Saturday, April 02, 2016 1:55:43 PM

Post# of 404173
Elite/EPIC agreement summary below -
There has been no PR because there has been NO MATERIAL CHANGE. The payments have been executed for signing agreement and filing NDA. If payment did not happen then it would be a breach and Elite would had to PR or submit SEC filing. Only thing we can speculate right now is that the EPIC acquisition is good or bad for Elite - I will go with GREAT (better than good)!!!!!!!!

Item 1.01 Entry Into A Material Definitive Agreement.

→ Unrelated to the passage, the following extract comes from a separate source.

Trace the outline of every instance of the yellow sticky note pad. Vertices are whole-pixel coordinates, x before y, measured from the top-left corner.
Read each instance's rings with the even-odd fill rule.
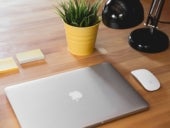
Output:
[[[16,57],[20,64],[32,62],[36,60],[44,59],[44,54],[40,49],[30,50],[26,52],[20,52],[16,54]]]
[[[0,59],[0,73],[18,70],[18,66],[12,57]]]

On June 4, 2015, Elite Pharmaceuticals Inc. and its wholly-owned subsidiary Elite Laboratories, Inc. (collectively, “Elite”) executed an exclusive License Agreement (the “Agreement”) with Epic Pharma LLC. (“Epic”), to market and sell in the United States, ELI-200, an undisclosed opioid with sequestered naltrexone capsules, owned by Elite. Epic will have the exclusive right to market ELI-200 and its various dosage forms as listed in Schedule A of the Agreement (the “Products”). Epic is responsible for all regulatory and pharmacovigilance matters related to the products. Pursuant to the Agreement, Elite will receive a license fee and milestone payments. The license fee will be computed as a percentage of net sales of the Products as defined in the Agreement by Epic. Elite will manufacture the product for sale by Epic on a cost plus basis and both parties agree to execute a separate Manufacturing and Supply Agreement. The license fee is payable quarterly for the term of the Agreement. Epic shall pay to Elite certain milestone payments as defined by the Agreement. The first milestone payment was due and was received upon signing the agreement. Subsequent milestone payments are due upon the filing of a New Drug Application (“NDA”) with the U.S. Food and Drug Administration (“FDA”) for the Products and upon receipt of the approval letter for the NDA from the FDA. The term of the License Agreement is five years and may be extended for an additional five years upon mutual agreement of the parties. Elite can terminate the Agreement on 90 days’ written notice in the Event that Epic does not pay to Elite certain minimum annual license fees over the initial five year term of the Agreement. Either party may terminate this Agreement upon a material breach and failure to cure that breach by the other party within a specified period.